That said, we do maintain a number of .net libraries, such as Dapper or
miniprofiler and we ported them to .net core (or we are in the process of
doing that).

We are also contributing significantly, together with other community leaders,
to the design and development of the .net core API.

This said, we have been having some of the pain that is mentioned in other
threads. The framework is still incomplete and evolving, although a lot of
what's coming out is excellent and very fast/modern.

------
ctolkien
Yes, we launched our start up on ASP.NET Core -
[https://www.comparelearning.com.au/](https://www.comparelearning.com.au/)

(We're based out of Sydney Australia - not SF).

Overall, it was a positive experience and I think even with the current warts
(in particular around tooling), it's a nicer stack than MVC5.

I blogged about some things we learned here:
[https://chad.tolkien.id.au/lessons-learnt-going-into-
product...](https://chad.tolkien.id.au/lessons-learnt-going-into-product-with-
asp-net-core/)

------
kminehart
Since it's been an hour and there hasn't been much response, I'll give my two
cents.

I don't work for a startup. However, I do work in a small team of 3
developers, and have recently been faced with the decision of choosing a
technology stack to start from scratch.

Before this decision, we were using PHP5; we were constantly putting out fires
and couldn't ever get any actual work done because of this awful inherited
codebase.

WARNING: OPINIONS AHEAD.

We decided to not go the .NET route for a few reasons.

Object-Oriented programming doesn't have a place in our hearts, as it does
with a many OO-only developers. I find that object-oriented code is overly
verbose and often difficult to maintain. For these reasons, we also wanted to
avoid PHP, Java, and node.js. I feel like object oriented programming is more
of an obstacle I have to overcome than a feature.

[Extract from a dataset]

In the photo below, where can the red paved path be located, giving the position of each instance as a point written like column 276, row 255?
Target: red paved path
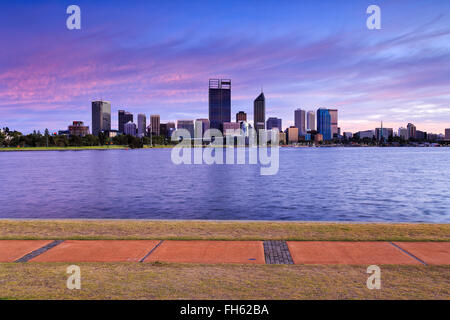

I hate to say it, but I just don't trust Microsoft. Yes, .NET on Linux is
incredibly fast. How many years down the road until Microsoft decides to try
getting their new Linux user-base onto Windows? They've done similar things
before, and it'll take more than a year of a "Microsoft <3 Linux" advertising
campaign to convince me to use one of their products in a Linux-only
ecosystem.

Not only that, but .NET core hasn't been on Linux for a very long time. There
isn't as much documentation that I can find on running, deploying, and
maintaining a .NET / Linux application as many other technologies. (note: I
could be wrong here after some more research, it's been out for a couple
years, which is probably enough time).

We decided to go with Golang. It's a statically typed language that treats
functions as first class citizens. It's not object oriented, doesn't have
exceptions (yay), has an amazing standard library (including testing and
benchmarking!), is easy to deploy (compiled & doesn't depend on a runtime like
JVM or .NET core), and I feel like it's working with me, not against me. Plus
half of our stack is already in Go (docker & kubernetes, and now Tyk).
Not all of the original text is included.